Casarez had run out of money for his startup and was homeless. Now he's received hundreds of job offers, including one from Google, he told The New York Post .

I spoke with Casarez by phone and he told me that he'd like to return to the corporate or startup world for now, but he "absolutely" plans to try entrepreneurship again. "I don't think I'll ever give up on pursuing that dream," he said. "It is a dream of mine to be able to build something that's going to help society."

At one point after he ran out of money, his vehicle was repossessed. "I just felt down in the gutter," Casarez said. "I just completely went off the grid for a bit.
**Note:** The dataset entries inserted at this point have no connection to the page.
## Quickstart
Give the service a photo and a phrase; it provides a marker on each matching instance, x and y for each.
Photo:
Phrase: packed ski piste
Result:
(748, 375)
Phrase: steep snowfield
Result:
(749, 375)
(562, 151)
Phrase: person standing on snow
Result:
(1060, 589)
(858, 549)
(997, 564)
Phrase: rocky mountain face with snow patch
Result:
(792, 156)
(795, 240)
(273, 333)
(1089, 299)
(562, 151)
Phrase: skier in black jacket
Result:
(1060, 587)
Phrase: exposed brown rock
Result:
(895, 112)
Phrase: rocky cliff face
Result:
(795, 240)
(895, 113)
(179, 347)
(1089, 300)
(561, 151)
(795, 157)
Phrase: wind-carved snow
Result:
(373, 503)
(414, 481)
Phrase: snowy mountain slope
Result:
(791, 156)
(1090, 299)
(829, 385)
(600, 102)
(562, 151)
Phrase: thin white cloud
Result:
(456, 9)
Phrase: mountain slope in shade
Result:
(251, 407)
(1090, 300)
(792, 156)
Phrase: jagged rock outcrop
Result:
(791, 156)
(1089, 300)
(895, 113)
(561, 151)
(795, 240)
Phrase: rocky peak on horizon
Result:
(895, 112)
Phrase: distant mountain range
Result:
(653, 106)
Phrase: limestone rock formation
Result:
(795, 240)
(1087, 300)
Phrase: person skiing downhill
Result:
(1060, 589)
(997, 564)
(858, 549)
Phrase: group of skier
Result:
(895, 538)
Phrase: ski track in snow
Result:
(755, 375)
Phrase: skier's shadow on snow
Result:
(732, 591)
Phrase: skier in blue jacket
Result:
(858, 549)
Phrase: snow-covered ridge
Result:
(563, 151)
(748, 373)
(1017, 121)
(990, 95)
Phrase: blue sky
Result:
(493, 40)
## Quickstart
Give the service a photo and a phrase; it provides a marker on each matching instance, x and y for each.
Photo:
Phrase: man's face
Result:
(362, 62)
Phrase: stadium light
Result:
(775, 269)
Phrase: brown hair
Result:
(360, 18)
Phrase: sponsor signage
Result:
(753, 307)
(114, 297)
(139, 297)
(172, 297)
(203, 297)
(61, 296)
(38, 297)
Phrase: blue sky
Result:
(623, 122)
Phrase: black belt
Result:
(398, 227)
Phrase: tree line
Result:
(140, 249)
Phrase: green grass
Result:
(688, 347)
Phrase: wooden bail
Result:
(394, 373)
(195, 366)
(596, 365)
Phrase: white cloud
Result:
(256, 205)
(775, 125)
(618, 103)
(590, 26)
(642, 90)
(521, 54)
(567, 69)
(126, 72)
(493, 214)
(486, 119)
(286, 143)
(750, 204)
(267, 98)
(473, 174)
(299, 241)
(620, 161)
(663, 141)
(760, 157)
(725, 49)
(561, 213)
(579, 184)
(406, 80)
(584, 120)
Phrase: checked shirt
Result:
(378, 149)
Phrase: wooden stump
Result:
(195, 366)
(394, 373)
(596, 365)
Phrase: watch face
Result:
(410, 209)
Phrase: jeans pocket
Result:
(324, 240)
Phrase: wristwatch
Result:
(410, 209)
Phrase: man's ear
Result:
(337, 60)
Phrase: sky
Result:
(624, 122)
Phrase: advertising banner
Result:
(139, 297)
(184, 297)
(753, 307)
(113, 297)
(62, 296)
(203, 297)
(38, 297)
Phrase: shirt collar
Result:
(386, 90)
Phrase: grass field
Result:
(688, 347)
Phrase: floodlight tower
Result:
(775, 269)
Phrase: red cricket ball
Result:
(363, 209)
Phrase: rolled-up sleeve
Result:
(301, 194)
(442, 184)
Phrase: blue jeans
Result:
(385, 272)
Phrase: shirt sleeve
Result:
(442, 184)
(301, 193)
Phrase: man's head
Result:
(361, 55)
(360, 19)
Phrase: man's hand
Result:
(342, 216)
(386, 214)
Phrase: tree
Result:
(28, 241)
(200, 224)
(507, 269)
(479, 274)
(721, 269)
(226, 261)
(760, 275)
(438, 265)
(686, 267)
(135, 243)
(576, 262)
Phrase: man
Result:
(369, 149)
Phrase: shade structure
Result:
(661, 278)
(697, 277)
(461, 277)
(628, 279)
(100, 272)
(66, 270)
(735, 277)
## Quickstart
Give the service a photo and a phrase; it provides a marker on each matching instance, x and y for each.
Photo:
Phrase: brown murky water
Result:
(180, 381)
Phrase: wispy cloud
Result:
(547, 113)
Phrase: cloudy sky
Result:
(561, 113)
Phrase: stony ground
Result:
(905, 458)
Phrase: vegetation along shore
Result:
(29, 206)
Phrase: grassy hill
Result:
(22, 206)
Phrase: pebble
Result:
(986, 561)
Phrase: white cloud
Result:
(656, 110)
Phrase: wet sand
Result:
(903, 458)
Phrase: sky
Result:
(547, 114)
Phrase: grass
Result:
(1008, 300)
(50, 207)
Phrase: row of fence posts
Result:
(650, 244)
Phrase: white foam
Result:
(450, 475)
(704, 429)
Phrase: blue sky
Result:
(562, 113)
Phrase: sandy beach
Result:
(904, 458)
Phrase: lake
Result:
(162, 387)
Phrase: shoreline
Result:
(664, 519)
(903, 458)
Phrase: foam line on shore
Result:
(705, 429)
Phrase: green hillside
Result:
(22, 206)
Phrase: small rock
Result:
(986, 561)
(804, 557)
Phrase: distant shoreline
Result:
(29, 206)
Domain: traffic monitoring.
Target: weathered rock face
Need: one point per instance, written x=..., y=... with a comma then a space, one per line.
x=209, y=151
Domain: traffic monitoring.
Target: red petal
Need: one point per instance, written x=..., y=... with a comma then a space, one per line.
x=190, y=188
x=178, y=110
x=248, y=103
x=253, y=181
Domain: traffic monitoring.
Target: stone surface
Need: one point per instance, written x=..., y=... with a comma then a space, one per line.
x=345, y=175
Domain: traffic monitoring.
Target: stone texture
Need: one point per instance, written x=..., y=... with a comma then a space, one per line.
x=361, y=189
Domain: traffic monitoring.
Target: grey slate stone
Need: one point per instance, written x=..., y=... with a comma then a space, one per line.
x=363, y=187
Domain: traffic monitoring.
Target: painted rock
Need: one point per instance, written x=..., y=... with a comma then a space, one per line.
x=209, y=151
It was a very depressing period. But I wasn't going to let that hold me down."

When he came up with the idea of passing out résumés on the highway, he thought, "Let me give this one last shot."

Casarez isn't discouraged by his failure to launch his tech startup.

Casarez isn't especially disappointed at the way things turned out with his startup. "Sometimes you have a lot of failures before you have success," he said.

I asked Casarez if he was at all influenced by "entrepreneurship porn," a term coined by Morra Aarons-Mele to describe stories about the supposedly glamorous lifestyle of company founders.

"I did my research," he said. That's why he practiced living out of a van even when he was in Austin, Texas, working for GM.

Despite the notoriously poor odds of startup success, "I told myself, would I rather be on my deathbed knowing I didn't take the risk or knowing that I did? That's what really pushed me to leave the comfort of working at GM," Casarez said.

His advice for other people who want to strike out on their own? "Never give up. If you have a dream, pursue it. Take a risk, because you never know what the end result will be." As for the tumultuous past year of his life, Casarez said, "All I feel is it's a bump in the road."

Shana Lebowitz is a strategy reporter for Business Insider.